И подумав, что она написала это только для Учи, он, не сказав ни слова, вошел в хижину.
5
Этой ночью в отряде никто не мог спать спокойно. Предчувствия, страх и сомнения гнали прочь сон. Только командиру Вуку не спалось совсем по другой причине. Дней десять назад, после долгого перерыва, он получил наконец через связного письмо от жены. Крупным почерком, пропуская не только буквы, но и целые слова, она писала, загибая вниз строки, на вырванном из детской тетради листке:
«Дорогой мой Милош! Связной не приходит, а я пишу тебе каждую ночь и оставляю письма в условленном месте. Кладу на рассвете, а вечером забираю их и читаю. Четники совсем остервенели, все время грозят, так и съели бы меня, если бы могли. Я смеюсь им в лицо, назло, чтобы не думали, убийцы, будто я их боюсь. Пусть знают, что я — твоя Бранка. При Чеде я боюсь поминать о тебе. Он не понимает еще и может как-нибудь проговориться соседям или ребятам. Вчера он спрашивает меня: «А почему, мама, меня зовут партизанчик?» Он растет, каждый день спрашивает о чем-нибудь новом. Я обманываю его, а он хоть и малыш, а все понимает. Если бы ты видел, как он подрос. Будет такой же высокий, как ты. И когда сердится, тоже сверкает глазами, как ты. Горячая кровь, весь в тебя. И мизинец на ноге кривой, как у тебя. Без Чеды я бы жить не могла. Смотрю на него и все думаю: таким и ты был. И целую его, и щекочу, пока он не зайдется от смеха.

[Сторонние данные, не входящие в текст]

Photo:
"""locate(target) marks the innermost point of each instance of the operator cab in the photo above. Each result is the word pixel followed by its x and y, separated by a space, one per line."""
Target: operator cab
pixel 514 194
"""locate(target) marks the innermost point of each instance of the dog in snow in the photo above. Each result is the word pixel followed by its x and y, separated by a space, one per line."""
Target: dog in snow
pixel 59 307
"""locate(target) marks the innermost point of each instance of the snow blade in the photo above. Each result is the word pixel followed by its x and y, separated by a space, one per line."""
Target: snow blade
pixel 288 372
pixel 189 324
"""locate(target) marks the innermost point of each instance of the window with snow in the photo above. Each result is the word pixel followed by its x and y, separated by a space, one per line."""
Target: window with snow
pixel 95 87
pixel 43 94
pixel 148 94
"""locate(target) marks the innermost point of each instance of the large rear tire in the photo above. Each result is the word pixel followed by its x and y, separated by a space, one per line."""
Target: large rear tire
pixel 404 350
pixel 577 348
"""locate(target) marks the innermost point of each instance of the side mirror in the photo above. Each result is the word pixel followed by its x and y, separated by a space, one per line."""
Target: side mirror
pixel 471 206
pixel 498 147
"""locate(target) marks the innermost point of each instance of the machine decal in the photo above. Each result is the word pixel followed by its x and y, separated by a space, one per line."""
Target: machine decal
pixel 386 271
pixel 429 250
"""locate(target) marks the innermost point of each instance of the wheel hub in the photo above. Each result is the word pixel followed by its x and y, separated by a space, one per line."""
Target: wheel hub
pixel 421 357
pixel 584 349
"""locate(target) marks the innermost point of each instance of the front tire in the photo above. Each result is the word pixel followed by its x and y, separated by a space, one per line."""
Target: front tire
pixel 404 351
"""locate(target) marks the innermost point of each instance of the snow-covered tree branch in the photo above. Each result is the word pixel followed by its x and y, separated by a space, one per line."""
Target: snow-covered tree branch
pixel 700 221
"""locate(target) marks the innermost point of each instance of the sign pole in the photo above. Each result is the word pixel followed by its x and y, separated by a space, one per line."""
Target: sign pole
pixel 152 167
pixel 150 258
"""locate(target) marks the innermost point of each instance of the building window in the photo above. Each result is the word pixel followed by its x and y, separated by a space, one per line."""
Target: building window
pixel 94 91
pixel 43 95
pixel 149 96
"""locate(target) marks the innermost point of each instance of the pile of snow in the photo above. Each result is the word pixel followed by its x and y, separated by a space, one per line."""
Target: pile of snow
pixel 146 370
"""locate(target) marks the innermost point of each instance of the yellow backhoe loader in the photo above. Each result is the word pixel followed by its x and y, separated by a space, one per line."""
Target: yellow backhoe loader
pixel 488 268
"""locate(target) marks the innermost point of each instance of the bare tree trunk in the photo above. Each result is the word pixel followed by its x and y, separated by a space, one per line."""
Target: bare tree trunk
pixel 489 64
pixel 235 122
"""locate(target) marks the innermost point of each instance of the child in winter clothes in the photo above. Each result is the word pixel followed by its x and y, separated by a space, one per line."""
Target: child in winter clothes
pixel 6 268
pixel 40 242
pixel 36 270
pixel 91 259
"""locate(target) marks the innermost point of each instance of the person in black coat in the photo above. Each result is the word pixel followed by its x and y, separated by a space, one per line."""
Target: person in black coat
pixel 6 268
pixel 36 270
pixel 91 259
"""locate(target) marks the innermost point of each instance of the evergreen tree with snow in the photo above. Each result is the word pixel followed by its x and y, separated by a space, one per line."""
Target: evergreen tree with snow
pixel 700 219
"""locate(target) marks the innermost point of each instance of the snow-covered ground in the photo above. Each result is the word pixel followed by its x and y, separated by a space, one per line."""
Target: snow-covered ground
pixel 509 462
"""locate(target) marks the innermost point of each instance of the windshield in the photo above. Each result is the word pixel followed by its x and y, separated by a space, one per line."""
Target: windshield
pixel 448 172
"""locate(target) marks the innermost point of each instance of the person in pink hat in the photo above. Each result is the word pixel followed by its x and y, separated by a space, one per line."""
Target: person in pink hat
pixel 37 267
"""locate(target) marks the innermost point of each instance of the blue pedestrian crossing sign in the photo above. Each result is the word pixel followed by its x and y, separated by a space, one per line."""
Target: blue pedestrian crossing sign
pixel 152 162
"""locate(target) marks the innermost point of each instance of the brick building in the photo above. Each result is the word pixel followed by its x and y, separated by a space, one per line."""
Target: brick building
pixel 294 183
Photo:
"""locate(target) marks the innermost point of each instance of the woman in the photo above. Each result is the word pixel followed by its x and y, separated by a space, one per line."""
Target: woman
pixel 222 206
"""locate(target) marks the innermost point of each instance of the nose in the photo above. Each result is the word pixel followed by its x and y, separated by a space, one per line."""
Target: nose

Говорят, по радио передавали, что война будет еще долго. Правда ли это, Мишо? Что же я буду делать без тебя, счастье мое? Не могу быть столько лет одна. Не могу быть без тебя, не могу, хоть убей. У меня сердце разрывается от тоски, я хожу, как в тумане. Днем я занята, забываюсь немного, а проклятой ночью все терзаюсь. Словно тяжесть какая-то у меня на груди, так меня давит, так меня душит. И такие холода стоят сейчас, а где ты — бог знает! Не знаю, получил ли ты носки? Мишо, почему ты не птица и не можешь прилететь, счастье мое? Я бы задушила тебя от радости, я не знаю, что бы я сделала! Каждую ночь подступает что-то ко мне, я лежу и плачу. Только ты не сердись. Некому мне рассказать обо всем. Да неужели ты не мог бы прийти хоть на один вечер?! Я не видела тебя больше года. Товарищи уж обошлись бы как-нибудь без тебя. Если нет времени написать мне, передай что-нибудь через связного. О домашних делах я не буду писать. Только ты не беспокойся о них нисколько.